Building up on my previous post, where I talked about profiling applications using perf command. Now, I will like to shed some light upon some other tools which can come handy in understanding your system performance. Linux provides a lot of inbuilt tools which can help you understand how your system is behaving and can also help you identify the performance bottlenecks. These inbuilt tools provides you with different kinds of metrics which reflect your systems performance, but what these metrics exactly signify? Let’s take a look.
Load Averages
The first and the most basic metric that we can take a look upon are the load averages. To see the load averages, execute the following command on your terminal:
uptime
The output of the command will look something like the one shown below:
The command listed the current value of uptime, the no. of user sessions and the load averages. Let’s focus on the load average output of the command.
As we can see, the load average shows 3 comma separated values 0.43, 0.49, 0.60. These values correspond to the load averages for 1 minute, 5 minutes and 15 minutes respectively. Now, what does these load averages signify. On linux, these load averages denote the number of processes that want to run. This includes the processes that want to run on CPU and those processes which are blocked in uninterruptible I/O. If these load averages are higher than the core count on your system, then the CPUs are saturated i.e. there are a high number of processes that are waiting for the CPU time.
Swap-ins and Swap-outs
The second important metric that we can look upon is the state of our virtual memory. First let us take a look at what these metrics look like, and then we will go a bit into what they mean.
To look at the virtual memory(VM) statistics, run the following command in your terminal
vmstat 1
This command will display the VM stats at an interval of 1 second. The output should look something like this:
The command gave a fair amount of data related to our Virtual memory. Now, let us take a look at what we can infer from this.
Memory(free): This gives the information about how much free memory is currently available for us. The more the value, the more is the space for new processes to run.
Swap(si and so): This gives the information about the swap. The swap comes in when the system is going out of memory. If the value of si and so is anything above zero, your system is running out of memory.
CPU Time: The fields us, sy, id, wa, st shows the breakdown of the CPU times. This information is necessary to know where the system was busy. This information contains the user time(time running user processes), system time(time running the kernel threads), idle time(the time for which CPU was sittling idle), waiting time(the time for which the system was waiting for I/O to complete) and the stolen time(the time used by hypervisors).
I/O Statistics
I/O is an important metric to look upon at. The CPUs are fast whereas the I/O devices are slow, this generates a big bottleneck in performance when the applications are waiting for the I/O to complete. During this time, the CPU might be just sitting idle, waiting for the application to complete its I/O so that it can be serviced. To get the I/O statistics about the system, we can run the iostat command. Running the following command will display the data for your IO devices.
iostat -xz 1
The output of the command will look something like the one shown below:
The above image displays the information returned by the iostat command. This information includes the number of reads and writes happening on the device in kB/s as well as the wait times and utilization of the device.
rkB/s and wkB/s: This denotes the amount of data being read and written for the particular I/O device in kB/s.
await: This tells the average time the application performing the I/O is suffering when accessing the particular device.

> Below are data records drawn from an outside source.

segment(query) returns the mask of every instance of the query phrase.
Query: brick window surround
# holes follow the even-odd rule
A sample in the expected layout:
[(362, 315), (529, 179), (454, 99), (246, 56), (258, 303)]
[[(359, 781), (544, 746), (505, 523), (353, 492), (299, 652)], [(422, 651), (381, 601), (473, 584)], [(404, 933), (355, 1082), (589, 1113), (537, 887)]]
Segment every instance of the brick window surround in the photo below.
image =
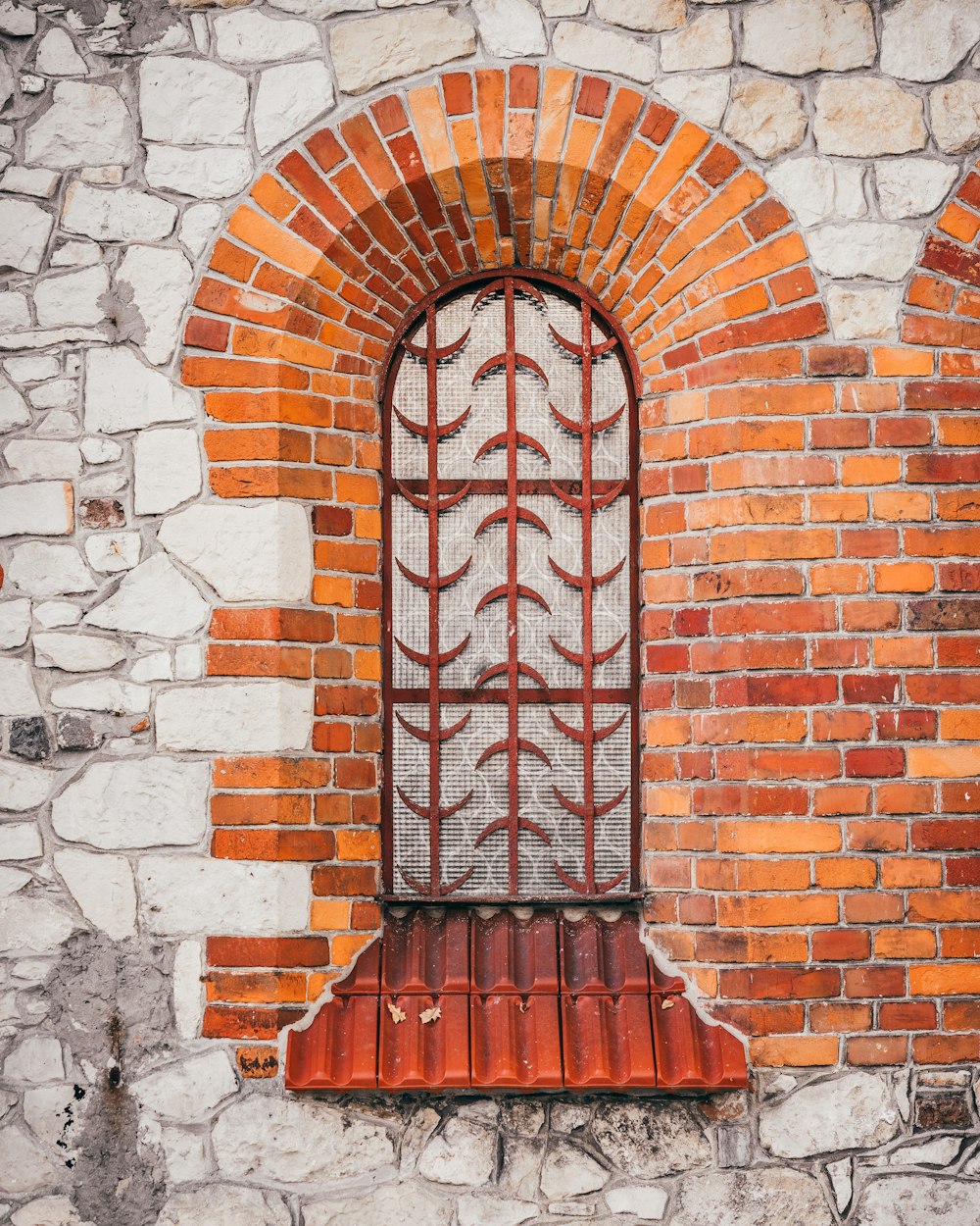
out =
[(306, 603), (218, 608), (211, 676), (315, 688), (307, 752), (214, 763), (213, 855), (310, 863), (309, 931), (208, 943), (205, 1034), (276, 1070), (379, 929), (380, 411), (454, 278), (557, 273), (641, 373), (644, 915), (756, 1065), (973, 1060), (980, 178), (900, 343), (832, 343), (762, 175), (635, 88), (447, 72), (309, 136), (214, 244), (185, 331), (211, 489), (310, 510)]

This time includes the time that the application spends in the waiting state and the time that the application spends performing the specified operation. If these times are more than what you expect from the hardware, then it might be the fact that device is either being used very frequently by a lot of processes or there is some malfunctioning.
%util: This shows the utilization percentage of the device. The higher the values, the more the device is being used. A 100% utilization indicates device saturation.
So, these are a few things which I learned while trying to understand how to understand those different metrics indicative of the system performance. These metrics can be helpful in identifying what is causing the system to behave slow or why a process is taking a lot of time to start. There are a lot of excellent articles over the net that cover these topics and gives a deeper insight to individual commands which should a must to read about if you are interested in understanding your system performance.